MongoDB 6.0 Introduces New NoSQL-SQL Engine

In previous columns, we’ve noted that the SQL language is in the ascendant. New SQL native databases such as CockroachDB and Yugabyte are showing robust adoption, while non-relational (NoSQL) databases increasingly provide SQL interfaces to their data.

In light of this increasing trend, it’s no surprise to see the introduction of a new SQL capability within the latest release of MongoDB—the Atlas SQL framework. 

MongoDB has supported a SQL “bridge” for some time. The MongoDB BI connector provides a means by which business intelligence tools can read MongoDB data via SQL. The BI connector appears to SQL clients as a MySQL database.

The chief problem in allowing SQL queries to run against MongoDB collections is that SQL expects data to be organised relationally—represented in tabular format. In MongoDB, embedded arrays are often used where a SQL database would use separate parent and child tables.  The BI connector solves this problem by logically restructuring the MongoDB collections during an initial setup.For instance, if a MongoDB collection has a nested array of “child” documents, the BI connector will create two virtual MySQL tables—one representing the collection and another for its nested “children.”  Users can perform a join between the two tables to consolidate the data.  Users can also perform a join between two “tables” as well as other SQL queries such as GROUP BY or UNION.

The BI connector is okay when the MongoDB collections have predictable structures but fails to deal well with evolving schema designs. Furthermore, the BI connector suffers from performance limitations, partially due to having to flatten then un-flatten the data during everyday operations.

The new MongoDB SQL attempts to get around these problems. Most significantly, there is now no need to create a relational schema in advance of writing a query. SQL queries can manipulate nonrelational structures within MongoDB collections using operators such as FLATTEN and UNWIND.  These operators allow the query to expand arrays and nested documents within a single statement.  Theoretically, this provides better flexibility and performance.  

It remains to be seen how this new SQL interface performs. As with the BI connector, the SQL is ultimately resolved by being translated into aggregation framework commands. The aggregation framework is powerful, but experience tells us that performance optimisation is more difficult whenever one language is converted into another before being executed.

Initially, Atlas SQL framework only supports JDBC driver connections and the Tableau BI tool. An upcoming ODBC driver should extend the framework’s reach and usefulness. 

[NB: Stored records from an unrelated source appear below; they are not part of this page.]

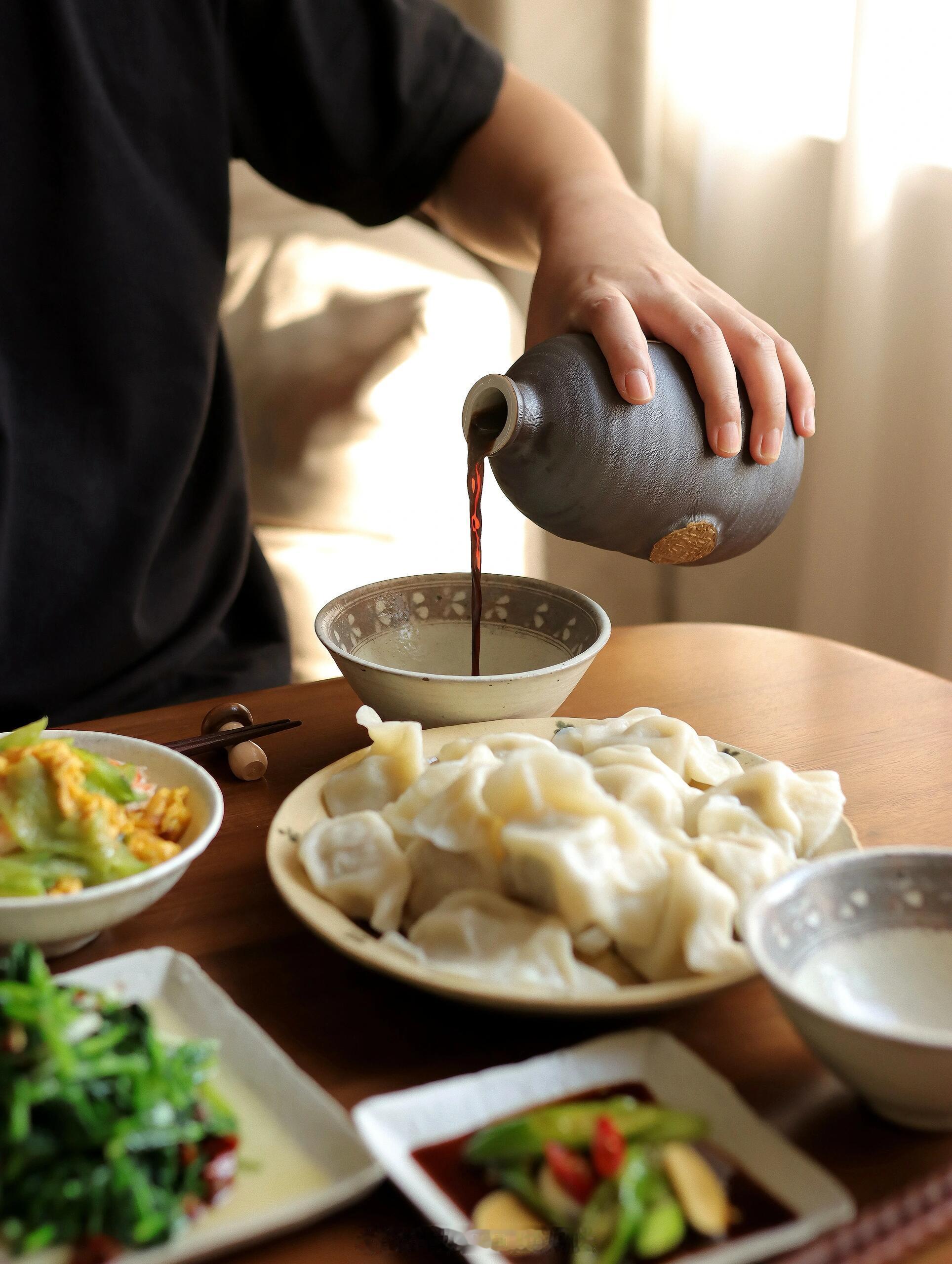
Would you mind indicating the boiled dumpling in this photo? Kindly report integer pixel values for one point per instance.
(536, 782)
(436, 874)
(718, 814)
(436, 779)
(355, 863)
(674, 743)
(745, 864)
(484, 936)
(582, 739)
(696, 928)
(458, 820)
(651, 797)
(393, 764)
(500, 744)
(798, 809)
(577, 866)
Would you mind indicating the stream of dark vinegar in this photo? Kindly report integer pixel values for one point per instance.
(479, 441)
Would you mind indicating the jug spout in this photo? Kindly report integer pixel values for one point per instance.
(585, 464)
(496, 405)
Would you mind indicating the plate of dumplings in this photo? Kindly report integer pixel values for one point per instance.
(563, 866)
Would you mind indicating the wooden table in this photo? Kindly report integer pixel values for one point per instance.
(884, 727)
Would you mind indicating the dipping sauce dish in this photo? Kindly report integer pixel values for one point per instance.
(858, 949)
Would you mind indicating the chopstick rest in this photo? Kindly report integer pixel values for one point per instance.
(227, 739)
(247, 760)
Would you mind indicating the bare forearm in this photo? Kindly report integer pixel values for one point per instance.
(531, 151)
(538, 188)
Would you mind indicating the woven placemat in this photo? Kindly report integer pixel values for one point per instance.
(890, 1230)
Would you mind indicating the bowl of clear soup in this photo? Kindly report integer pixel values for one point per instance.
(858, 949)
(407, 648)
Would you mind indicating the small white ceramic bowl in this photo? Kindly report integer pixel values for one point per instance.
(870, 1000)
(62, 923)
(404, 645)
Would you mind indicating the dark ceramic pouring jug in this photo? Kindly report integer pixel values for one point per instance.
(641, 479)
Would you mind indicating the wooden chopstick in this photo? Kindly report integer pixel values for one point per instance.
(889, 1230)
(205, 743)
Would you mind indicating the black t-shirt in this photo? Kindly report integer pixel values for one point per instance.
(128, 574)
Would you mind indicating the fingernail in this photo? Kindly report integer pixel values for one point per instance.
(637, 387)
(729, 439)
(770, 445)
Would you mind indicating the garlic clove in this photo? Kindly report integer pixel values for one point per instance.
(698, 1188)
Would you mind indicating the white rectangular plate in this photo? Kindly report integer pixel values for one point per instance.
(278, 1100)
(394, 1125)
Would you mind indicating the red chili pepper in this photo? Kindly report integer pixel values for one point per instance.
(572, 1171)
(96, 1249)
(222, 1165)
(607, 1147)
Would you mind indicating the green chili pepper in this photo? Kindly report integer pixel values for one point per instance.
(26, 736)
(573, 1124)
(520, 1181)
(634, 1185)
(597, 1225)
(109, 779)
(662, 1230)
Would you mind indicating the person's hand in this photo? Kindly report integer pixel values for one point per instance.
(607, 269)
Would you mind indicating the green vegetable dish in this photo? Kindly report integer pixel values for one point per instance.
(599, 1181)
(109, 1137)
(71, 818)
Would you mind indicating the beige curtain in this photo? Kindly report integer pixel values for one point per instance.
(801, 155)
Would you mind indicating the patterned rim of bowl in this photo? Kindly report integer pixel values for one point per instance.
(787, 890)
(456, 583)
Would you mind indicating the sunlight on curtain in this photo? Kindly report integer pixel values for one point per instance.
(757, 75)
(801, 155)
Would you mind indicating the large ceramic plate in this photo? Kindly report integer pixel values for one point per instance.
(305, 806)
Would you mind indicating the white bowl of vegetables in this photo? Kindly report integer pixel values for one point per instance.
(94, 829)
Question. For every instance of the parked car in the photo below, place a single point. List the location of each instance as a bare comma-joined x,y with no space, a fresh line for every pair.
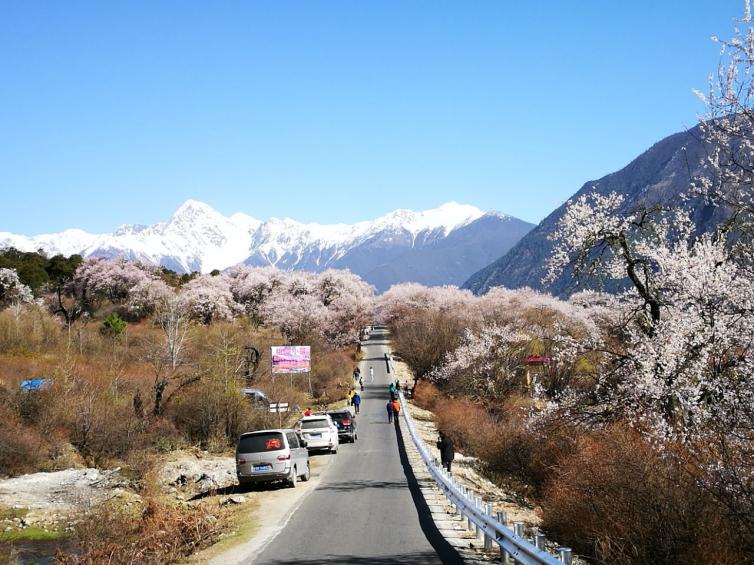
346,424
319,431
271,455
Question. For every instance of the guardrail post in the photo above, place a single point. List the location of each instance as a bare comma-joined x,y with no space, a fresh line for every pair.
479,531
502,517
470,523
487,538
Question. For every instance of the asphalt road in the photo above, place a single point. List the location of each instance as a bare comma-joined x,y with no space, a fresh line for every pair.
368,508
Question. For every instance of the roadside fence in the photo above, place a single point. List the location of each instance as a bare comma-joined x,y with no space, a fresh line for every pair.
492,528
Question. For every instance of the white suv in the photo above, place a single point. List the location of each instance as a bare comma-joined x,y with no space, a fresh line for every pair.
319,432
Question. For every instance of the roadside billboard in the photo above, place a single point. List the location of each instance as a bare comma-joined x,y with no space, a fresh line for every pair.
291,359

The SQL dialect is currently based on the SQL-92 ANSI standard. While it is true that SQL-92 represents a widely implemented “core” of the SQL language, it is nevertheless 30 years old.  The absence of widely implemented features from subsequent ANSI specifications—such as the SQL2003 analytic functions—is lamentable. However, I’d be surprised if MongoDB did not evolve the language specification in subsequent releases.

The most significant restriction on this new capability is that it is limited to MongoDB’s Atlas cloud. While it is perfectly understandable that MongoDB wants to provide as much incentive as possible for customers to migrate to the Atlas, it also remains true that there are vast deployments running on-premise or on non-Atlas cloud platforms.  For those deployments, the BI connector will remain the only means of SQL access.

In the early days of NoSQL databases, some believed that SQL’s time had passed. They expected BI tools and analysts to learn to speak natively to NoSQL databases. By and large, that hasn’t happened. SQL remains the dominant language for data analysis. It’s great to see MongoDB improve its SQL capabilities, even though it’s disappointing to see those capabilities limited to their proprietary Atlas cloud.